DYSPHASIA

DYSPHASIA

Onhandiscute is the part of @talentEgal where every month we take a look at a different disability or illness. As part of our plan to raise awareness, in these articles, we’re giving you some background information on each of them.

In the same way as dyslexia and dyscalculia, another dys disorder, it is persistent and long-lasting.

But unlike dyslexia, which affects written language, and dyscalculia, which affects working with numbers, dysphasia is a disorder related to spoken language. How does this condition appear?

Children with dysphasia have trouble expressing themselves verbally, and this disorder, however severe, can affect:

– language comprehension;

– how they hear language sounds or produce them;

– which words come to them and syntax.

More specifically, people with dysphasia usually speak in very short sentences, as if they were reading a telegraph, using ‘catch-all’ words, whilst omitting pronouns and prepositions. They often use verbs in the infinitive, finding it difficult to get the right words out. They choose words that sound similar or that belong to the object they’re trying to describe, for example, using ‘wash’ instead of ‘watch’ or ‘vroom’ instead of the word for car.

Say what you see:

“There, the ‘wallow is woosh”, an example of the sentence structure used by someone with dysphasia.

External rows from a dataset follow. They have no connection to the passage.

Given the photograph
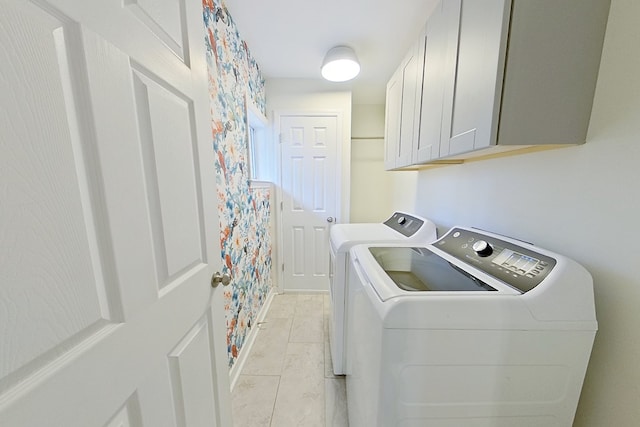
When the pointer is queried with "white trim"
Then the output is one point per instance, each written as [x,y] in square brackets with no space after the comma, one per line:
[307,291]
[236,369]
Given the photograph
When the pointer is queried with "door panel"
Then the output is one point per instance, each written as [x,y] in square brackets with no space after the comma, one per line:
[309,183]
[108,221]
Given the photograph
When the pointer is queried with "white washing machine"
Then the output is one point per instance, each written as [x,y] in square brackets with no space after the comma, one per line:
[400,227]
[474,330]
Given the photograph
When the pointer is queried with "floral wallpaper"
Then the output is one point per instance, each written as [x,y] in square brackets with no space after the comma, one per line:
[244,212]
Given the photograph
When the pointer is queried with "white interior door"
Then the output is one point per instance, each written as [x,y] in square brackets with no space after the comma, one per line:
[309,197]
[108,219]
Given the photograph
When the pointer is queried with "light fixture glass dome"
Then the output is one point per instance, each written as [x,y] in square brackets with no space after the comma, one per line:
[340,64]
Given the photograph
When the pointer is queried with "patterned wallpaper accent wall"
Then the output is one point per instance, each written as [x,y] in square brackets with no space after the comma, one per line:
[244,213]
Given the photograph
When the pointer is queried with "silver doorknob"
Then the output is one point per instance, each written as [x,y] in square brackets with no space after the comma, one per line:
[218,278]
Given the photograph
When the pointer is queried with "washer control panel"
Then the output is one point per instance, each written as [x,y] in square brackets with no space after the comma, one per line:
[519,267]
[404,223]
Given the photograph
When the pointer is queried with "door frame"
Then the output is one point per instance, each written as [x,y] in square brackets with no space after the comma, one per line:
[343,181]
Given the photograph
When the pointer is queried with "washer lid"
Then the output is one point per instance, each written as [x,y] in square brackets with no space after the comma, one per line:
[416,269]
[344,236]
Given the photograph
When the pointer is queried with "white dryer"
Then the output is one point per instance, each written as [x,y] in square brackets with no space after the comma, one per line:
[401,227]
[475,329]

And here’s what you were trying to say:

“Look, that swallow is flying away”, the grammatically correct sentence that the person with dysphasia was actually trying to say.

These are stark examples, even if some people with dysphasia can express themselves well.

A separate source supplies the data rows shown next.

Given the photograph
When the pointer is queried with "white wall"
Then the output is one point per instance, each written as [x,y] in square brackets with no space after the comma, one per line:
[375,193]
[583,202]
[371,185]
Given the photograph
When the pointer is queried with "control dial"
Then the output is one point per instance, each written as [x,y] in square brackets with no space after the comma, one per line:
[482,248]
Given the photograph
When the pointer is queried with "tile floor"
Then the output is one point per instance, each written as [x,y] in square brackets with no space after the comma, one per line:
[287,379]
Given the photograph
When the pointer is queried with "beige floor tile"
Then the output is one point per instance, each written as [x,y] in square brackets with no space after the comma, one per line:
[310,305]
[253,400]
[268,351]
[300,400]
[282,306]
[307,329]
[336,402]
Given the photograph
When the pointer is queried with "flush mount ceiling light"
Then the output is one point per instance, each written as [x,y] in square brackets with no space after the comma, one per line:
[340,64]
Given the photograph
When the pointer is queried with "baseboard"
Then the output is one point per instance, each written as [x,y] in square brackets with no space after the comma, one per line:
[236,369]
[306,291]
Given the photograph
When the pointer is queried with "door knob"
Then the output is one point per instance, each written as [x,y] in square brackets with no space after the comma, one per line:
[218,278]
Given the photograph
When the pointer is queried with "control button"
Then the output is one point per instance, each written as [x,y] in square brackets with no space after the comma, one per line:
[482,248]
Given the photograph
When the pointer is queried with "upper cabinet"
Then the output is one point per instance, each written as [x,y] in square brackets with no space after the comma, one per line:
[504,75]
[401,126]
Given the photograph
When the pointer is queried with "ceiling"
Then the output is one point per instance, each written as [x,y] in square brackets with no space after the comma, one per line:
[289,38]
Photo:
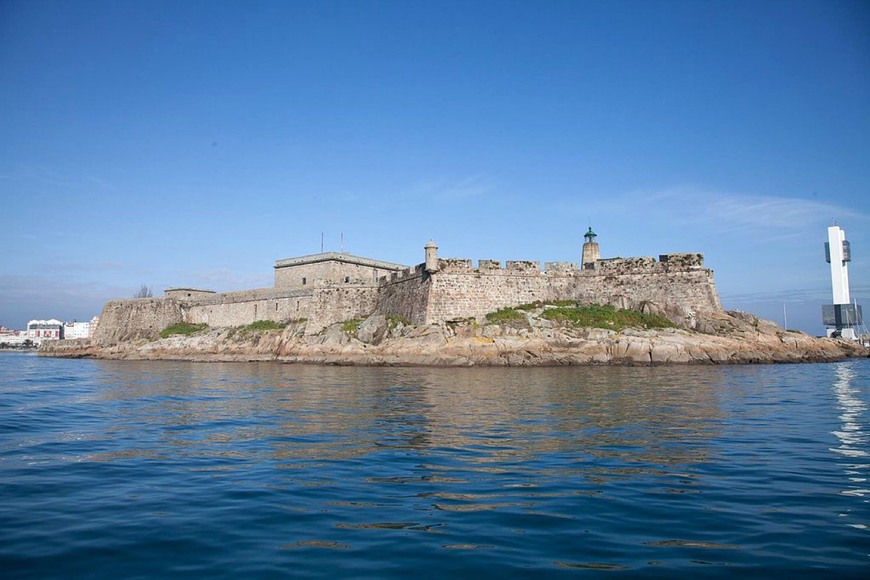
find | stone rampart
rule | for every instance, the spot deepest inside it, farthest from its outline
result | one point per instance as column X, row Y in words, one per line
column 405, row 296
column 330, row 305
column 677, row 284
column 124, row 320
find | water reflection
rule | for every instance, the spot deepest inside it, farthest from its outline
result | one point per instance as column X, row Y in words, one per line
column 647, row 417
column 852, row 435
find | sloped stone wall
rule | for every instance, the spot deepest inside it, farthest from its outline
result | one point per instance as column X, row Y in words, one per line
column 123, row 320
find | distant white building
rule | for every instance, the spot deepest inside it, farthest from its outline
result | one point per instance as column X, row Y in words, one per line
column 75, row 329
column 11, row 337
column 39, row 330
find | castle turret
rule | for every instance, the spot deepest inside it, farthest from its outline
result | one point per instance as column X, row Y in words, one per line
column 431, row 257
column 591, row 253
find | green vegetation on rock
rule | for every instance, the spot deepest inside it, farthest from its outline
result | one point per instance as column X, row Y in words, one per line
column 351, row 326
column 503, row 315
column 259, row 325
column 182, row 328
column 598, row 316
column 395, row 321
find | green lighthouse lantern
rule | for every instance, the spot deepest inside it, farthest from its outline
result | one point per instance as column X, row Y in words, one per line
column 590, row 236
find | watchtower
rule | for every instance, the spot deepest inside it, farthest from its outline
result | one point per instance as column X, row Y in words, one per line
column 842, row 315
column 591, row 253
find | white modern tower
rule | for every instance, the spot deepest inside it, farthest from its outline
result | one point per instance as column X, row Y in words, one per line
column 842, row 316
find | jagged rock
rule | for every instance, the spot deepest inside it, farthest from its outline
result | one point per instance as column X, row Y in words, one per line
column 373, row 329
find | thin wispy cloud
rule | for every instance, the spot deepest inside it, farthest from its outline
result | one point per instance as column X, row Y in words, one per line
column 474, row 186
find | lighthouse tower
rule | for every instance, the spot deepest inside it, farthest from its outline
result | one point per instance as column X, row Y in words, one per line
column 842, row 316
column 591, row 253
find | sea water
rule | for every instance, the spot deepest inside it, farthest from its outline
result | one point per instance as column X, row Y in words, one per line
column 163, row 469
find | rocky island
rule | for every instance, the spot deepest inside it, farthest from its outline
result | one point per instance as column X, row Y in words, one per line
column 336, row 308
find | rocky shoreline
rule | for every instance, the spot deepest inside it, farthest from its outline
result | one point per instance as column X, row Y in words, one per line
column 719, row 338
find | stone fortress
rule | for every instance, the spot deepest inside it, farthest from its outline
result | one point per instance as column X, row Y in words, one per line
column 329, row 288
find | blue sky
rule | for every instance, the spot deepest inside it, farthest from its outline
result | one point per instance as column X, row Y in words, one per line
column 194, row 143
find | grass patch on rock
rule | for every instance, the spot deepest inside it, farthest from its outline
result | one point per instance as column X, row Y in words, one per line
column 504, row 315
column 182, row 328
column 350, row 327
column 606, row 316
column 261, row 325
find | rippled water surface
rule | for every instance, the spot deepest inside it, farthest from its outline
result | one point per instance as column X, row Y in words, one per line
column 124, row 469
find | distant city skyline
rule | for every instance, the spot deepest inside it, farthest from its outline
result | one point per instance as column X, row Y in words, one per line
column 193, row 144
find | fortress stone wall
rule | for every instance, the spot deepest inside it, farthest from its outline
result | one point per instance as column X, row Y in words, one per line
column 340, row 287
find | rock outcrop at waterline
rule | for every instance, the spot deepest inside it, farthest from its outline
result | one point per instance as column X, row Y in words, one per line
column 726, row 338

According to estimates, 50% of people with dysphasia are also dyslexic, and this disorder is often an indication of future dyslexia. People living with dysphasia often struggle to read or understand the relationships between words. The disorder can also have repercussions when learning foreign languages.

Which do you think, between English, German, Spanish and Italian, would be the easiest language to learn for someone with dysphasia? Well… it’s the last three! Why? Because they’re ‘regular’ languages, where the sounds of words (phonemes) match the way they’re written down (the graphemes). The easiest to learn is Italian, with just 33 graphemes for 25 phonemes. On the other hand, English uses 40 phonemes for some 1,120 graphemes.

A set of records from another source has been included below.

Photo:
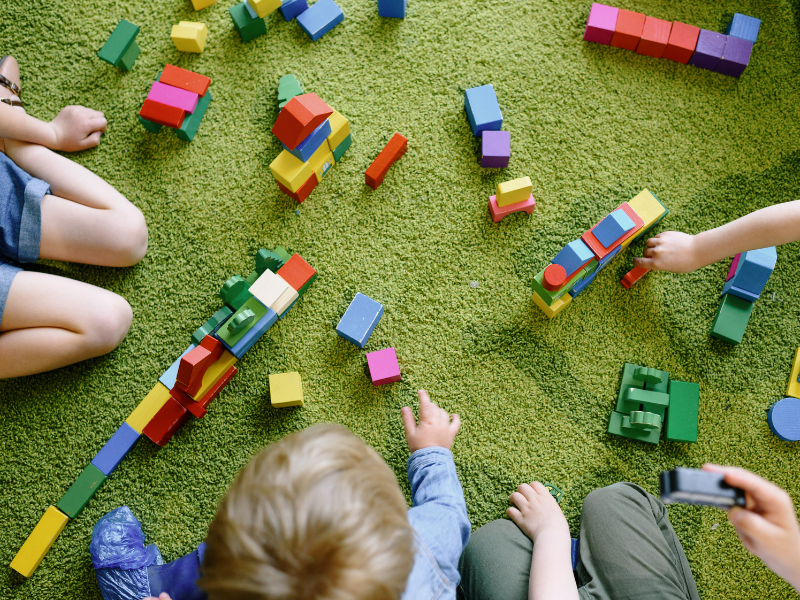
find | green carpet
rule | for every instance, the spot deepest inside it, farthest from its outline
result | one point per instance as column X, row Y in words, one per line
column 591, row 125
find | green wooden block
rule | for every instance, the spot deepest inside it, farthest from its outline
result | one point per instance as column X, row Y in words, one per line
column 684, row 411
column 80, row 492
column 731, row 319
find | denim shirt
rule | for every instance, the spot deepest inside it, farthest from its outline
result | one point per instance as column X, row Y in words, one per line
column 441, row 525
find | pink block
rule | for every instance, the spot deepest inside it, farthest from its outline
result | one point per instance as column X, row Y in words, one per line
column 172, row 96
column 499, row 212
column 601, row 23
column 383, row 367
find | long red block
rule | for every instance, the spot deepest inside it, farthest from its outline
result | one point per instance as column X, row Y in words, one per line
column 391, row 153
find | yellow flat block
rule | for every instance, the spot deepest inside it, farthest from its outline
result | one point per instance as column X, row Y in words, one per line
column 290, row 171
column 39, row 541
column 148, row 407
column 286, row 389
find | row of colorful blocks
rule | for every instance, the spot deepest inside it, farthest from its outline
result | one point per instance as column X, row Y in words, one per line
column 728, row 54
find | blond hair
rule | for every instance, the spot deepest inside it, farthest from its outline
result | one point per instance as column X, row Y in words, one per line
column 315, row 516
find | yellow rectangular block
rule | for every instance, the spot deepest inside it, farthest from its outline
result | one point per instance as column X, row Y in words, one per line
column 39, row 541
column 286, row 389
column 514, row 191
column 148, row 407
column 290, row 171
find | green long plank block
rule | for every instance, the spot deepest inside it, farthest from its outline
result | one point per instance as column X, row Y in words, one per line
column 684, row 411
column 80, row 492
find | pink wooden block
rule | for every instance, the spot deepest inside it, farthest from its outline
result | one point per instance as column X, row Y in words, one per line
column 172, row 96
column 499, row 212
column 383, row 367
column 601, row 23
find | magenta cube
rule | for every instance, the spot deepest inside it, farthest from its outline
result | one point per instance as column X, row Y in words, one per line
column 601, row 23
column 383, row 367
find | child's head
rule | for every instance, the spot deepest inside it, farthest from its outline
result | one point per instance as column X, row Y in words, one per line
column 317, row 515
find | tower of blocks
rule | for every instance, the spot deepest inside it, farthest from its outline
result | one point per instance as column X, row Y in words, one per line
column 579, row 262
column 251, row 306
column 177, row 99
column 121, row 49
column 649, row 402
column 314, row 138
column 728, row 53
column 746, row 279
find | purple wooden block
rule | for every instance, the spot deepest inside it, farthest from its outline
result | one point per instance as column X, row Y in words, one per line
column 601, row 23
column 709, row 49
column 736, row 57
column 495, row 149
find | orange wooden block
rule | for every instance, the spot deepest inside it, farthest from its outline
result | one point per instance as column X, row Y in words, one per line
column 628, row 31
column 655, row 36
column 396, row 147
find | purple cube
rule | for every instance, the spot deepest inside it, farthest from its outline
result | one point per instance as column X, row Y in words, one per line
column 495, row 149
column 709, row 50
column 736, row 57
column 601, row 23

In a world where a great deal of communication is done verbally, a disorder limiting your ability to converse can be a real difficulty. But someone with dysphasia who has the proper support is someone who will learn to adapt. A child with dysphasia should be monitored closely by a speech-language therapist who can work with them on memory techniques, pronunciation and how to construct sentences properly. In this way, they multiply their chances of doing well at school and having a good career. With adapted teaching tools and proper stimulation, children with dysphasia can reach the same level of schooling as their classmates who don’t have dysphasia.